For our int8 experiments (Figures 1 and 2 left), we contrast the performance of i) the standard baseline which uses mixed-precision bfloat16, ii) the matrix multiplication kernels from LLM.int8() , which is equivalent to SwitchBackQ (Algorithm 4) if the weight gradient multiplication was also performed in int8 using row- and column-wise quantization, and iii) SwitchBack. SwitchBack has a negligible accuracy drop of 0.1 percentage points compared to the bfloat16 baseline for CLIP ViT-Huge. In contrast, there is a drop of 5.9 percentage points when training with LLM.int8(). Section C details our hypothesis for why LLM.int8() fails to replicate 16-bit performance for CLIP training.

For our simulated float8 training experiments (Figures 1 and 2 right), we contrast the performance of i) the standard baseline which uses mixed-precision bfloat16, ii) a baseline which uses tensor-wise quantization for all matrices, that is the weights, inputs, and gradients, and iii) SwitchBack. SwitchBack has a negligible accuracy drop of 0.1 percentage points from the bfloat16 baseline for CLIP ViT-Huge. In contrast, training diverges for the baseline that uses tensor-wise quantization for all matrices.

Speed. We now test the speedups offered by SwitchBack by first examining individual operations and then end-to-end training.

We profile all of the operations which constitute a forward and backward pass for a single linear layer in Figure 3 (left) for both SwitchBack and the baseline. For SwitchBack we profile our custom triton kernels and for the baseline we profile $\mathsf{torch.matmul}$ . Overall, we observe that int8 multiplies occupy just over half the time as standard fp16 matmuls, and that quantize operations are roughly an order of magnitude less time than a matmul.
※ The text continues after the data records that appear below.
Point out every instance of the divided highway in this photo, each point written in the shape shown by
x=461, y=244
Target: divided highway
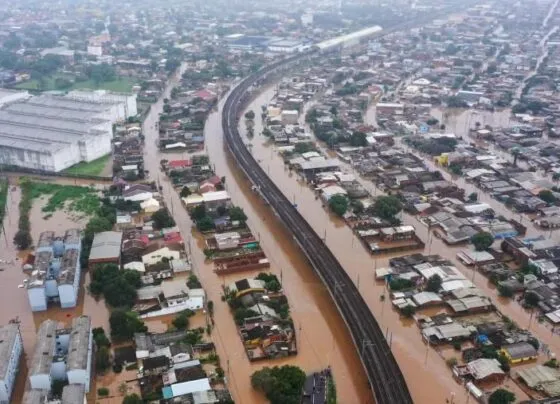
x=385, y=377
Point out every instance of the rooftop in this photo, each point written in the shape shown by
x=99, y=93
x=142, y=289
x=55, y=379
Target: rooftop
x=8, y=336
x=79, y=343
x=44, y=348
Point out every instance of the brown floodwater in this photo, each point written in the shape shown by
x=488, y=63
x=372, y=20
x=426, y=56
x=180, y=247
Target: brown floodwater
x=321, y=335
x=434, y=383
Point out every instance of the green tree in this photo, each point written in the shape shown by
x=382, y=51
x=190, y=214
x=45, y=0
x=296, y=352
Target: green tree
x=386, y=207
x=338, y=204
x=501, y=396
x=205, y=224
x=434, y=283
x=408, y=310
x=23, y=240
x=185, y=192
x=163, y=219
x=358, y=139
x=132, y=399
x=532, y=299
x=237, y=214
x=547, y=196
x=482, y=241
x=124, y=324
x=102, y=359
x=281, y=385
x=198, y=212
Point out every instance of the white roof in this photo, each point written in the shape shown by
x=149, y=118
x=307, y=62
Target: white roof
x=180, y=389
x=215, y=196
x=136, y=266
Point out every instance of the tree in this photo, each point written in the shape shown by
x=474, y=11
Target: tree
x=124, y=324
x=205, y=224
x=163, y=219
x=434, y=283
x=102, y=359
x=338, y=204
x=23, y=240
x=386, y=207
x=532, y=299
x=358, y=139
x=482, y=241
x=501, y=396
x=547, y=196
x=132, y=399
x=408, y=311
x=237, y=214
x=185, y=192
x=281, y=385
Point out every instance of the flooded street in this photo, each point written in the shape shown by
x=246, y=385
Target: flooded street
x=435, y=382
x=321, y=334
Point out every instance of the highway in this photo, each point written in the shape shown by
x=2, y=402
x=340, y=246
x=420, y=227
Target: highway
x=385, y=377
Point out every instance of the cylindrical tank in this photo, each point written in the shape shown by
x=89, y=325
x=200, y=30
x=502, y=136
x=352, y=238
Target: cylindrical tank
x=58, y=248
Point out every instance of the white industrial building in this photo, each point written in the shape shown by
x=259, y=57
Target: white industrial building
x=52, y=133
x=56, y=271
x=62, y=354
x=11, y=348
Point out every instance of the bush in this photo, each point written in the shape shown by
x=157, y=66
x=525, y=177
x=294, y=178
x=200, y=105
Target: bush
x=501, y=396
x=103, y=391
x=482, y=241
x=408, y=311
x=281, y=385
x=451, y=362
x=338, y=204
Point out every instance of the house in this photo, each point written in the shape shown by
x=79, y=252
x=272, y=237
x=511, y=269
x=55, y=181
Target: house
x=11, y=349
x=245, y=286
x=158, y=255
x=106, y=248
x=56, y=270
x=519, y=352
x=62, y=354
x=155, y=365
x=486, y=370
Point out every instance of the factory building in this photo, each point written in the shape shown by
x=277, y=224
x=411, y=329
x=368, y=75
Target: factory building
x=56, y=271
x=63, y=354
x=11, y=348
x=52, y=133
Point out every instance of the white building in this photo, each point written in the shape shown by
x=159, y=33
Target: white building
x=124, y=105
x=62, y=354
x=11, y=347
x=56, y=271
x=52, y=133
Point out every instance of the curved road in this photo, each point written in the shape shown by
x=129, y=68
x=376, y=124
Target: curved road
x=383, y=372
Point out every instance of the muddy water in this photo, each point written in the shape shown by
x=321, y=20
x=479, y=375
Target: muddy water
x=321, y=335
x=16, y=304
x=434, y=383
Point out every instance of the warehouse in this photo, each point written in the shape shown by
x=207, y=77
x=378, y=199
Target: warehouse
x=52, y=133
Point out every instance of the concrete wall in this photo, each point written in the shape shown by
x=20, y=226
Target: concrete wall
x=40, y=381
x=37, y=299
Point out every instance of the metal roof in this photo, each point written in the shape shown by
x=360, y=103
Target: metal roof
x=8, y=336
x=78, y=346
x=44, y=348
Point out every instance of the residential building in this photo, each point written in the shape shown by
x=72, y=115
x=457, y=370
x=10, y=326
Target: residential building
x=62, y=354
x=11, y=348
x=52, y=133
x=56, y=271
x=106, y=248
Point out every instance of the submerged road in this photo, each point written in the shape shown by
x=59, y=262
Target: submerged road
x=384, y=375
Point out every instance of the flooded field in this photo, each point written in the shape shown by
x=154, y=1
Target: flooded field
x=407, y=346
x=321, y=334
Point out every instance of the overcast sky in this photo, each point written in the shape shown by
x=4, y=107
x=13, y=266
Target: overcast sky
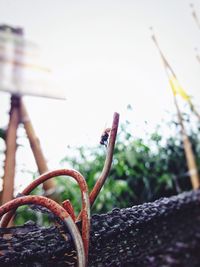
x=103, y=55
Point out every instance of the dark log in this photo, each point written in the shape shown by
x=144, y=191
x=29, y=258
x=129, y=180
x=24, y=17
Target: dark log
x=163, y=233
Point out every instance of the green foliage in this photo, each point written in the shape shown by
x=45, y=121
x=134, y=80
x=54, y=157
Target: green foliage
x=143, y=169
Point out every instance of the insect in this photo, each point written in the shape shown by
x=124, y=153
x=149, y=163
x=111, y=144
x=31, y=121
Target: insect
x=105, y=136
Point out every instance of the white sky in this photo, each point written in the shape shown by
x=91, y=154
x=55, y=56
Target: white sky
x=103, y=55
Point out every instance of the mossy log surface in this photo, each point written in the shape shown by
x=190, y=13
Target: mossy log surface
x=162, y=233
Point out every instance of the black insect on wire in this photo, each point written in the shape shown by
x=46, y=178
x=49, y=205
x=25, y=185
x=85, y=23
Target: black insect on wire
x=105, y=136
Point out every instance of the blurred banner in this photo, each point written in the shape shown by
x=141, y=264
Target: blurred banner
x=21, y=71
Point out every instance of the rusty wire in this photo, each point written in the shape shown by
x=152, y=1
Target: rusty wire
x=87, y=200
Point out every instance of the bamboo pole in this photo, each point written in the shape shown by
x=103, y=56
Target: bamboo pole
x=189, y=154
x=49, y=186
x=11, y=147
x=190, y=157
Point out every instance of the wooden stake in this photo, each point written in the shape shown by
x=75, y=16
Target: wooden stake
x=49, y=186
x=11, y=146
x=190, y=158
x=189, y=154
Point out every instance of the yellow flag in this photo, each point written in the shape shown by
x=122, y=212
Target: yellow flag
x=177, y=89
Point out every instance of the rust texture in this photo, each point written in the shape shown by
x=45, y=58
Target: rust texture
x=56, y=209
x=66, y=211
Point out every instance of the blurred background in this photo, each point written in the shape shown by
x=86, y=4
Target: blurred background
x=102, y=56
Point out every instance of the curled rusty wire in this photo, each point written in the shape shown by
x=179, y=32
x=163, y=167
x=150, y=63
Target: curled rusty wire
x=85, y=212
x=59, y=212
x=87, y=200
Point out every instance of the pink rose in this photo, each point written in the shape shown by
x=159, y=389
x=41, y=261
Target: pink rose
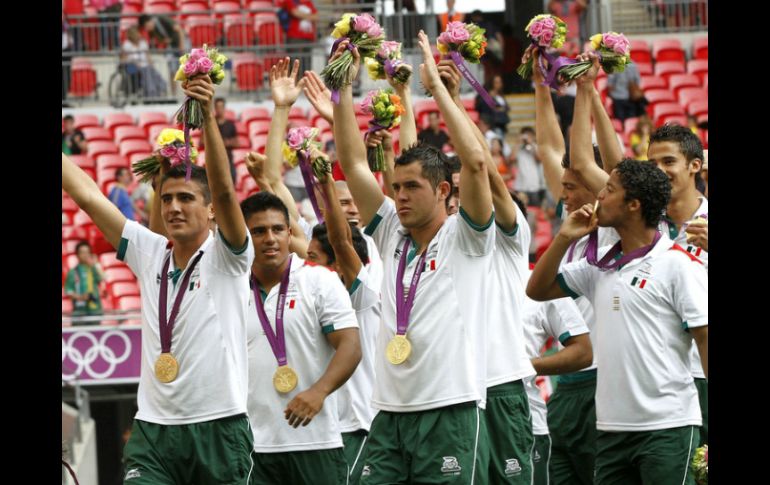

Note that our int8 matmuls are fused with the dequantize operation.

Figure 3 (right) displays the % speedup of SwitchBack over a standard fp16 layer when all operations in Figure 3 (left) are summed. Overall, the advantage of SwitchBack is greater for larger $\mathsf{dim}$ and $\mathsf{batch\_size}*\mathsf{sequence\_length}$ . Overall, the speedup ranges from 5% to 35%. We see a bump at $\mathsf{dim}=1280$ because standard PyTorch matmuls do not have optimized kernels for matrices of this size while we use triton’s autotune feature which provides fine-grained optimized kernels for matrices of any size. Our kernels are easy to modify as they are written in Triton , and the code to run the benchmarks and produce Figure 3 is open sourced. In doing so, we invite the community to further improve the kernels and provide a benchmark for measuring this progress. Due to computational constraints we have not tested $\mathsf{dim}>4096$ and it’s possible the kernels require additional tuning to perform well at that scale.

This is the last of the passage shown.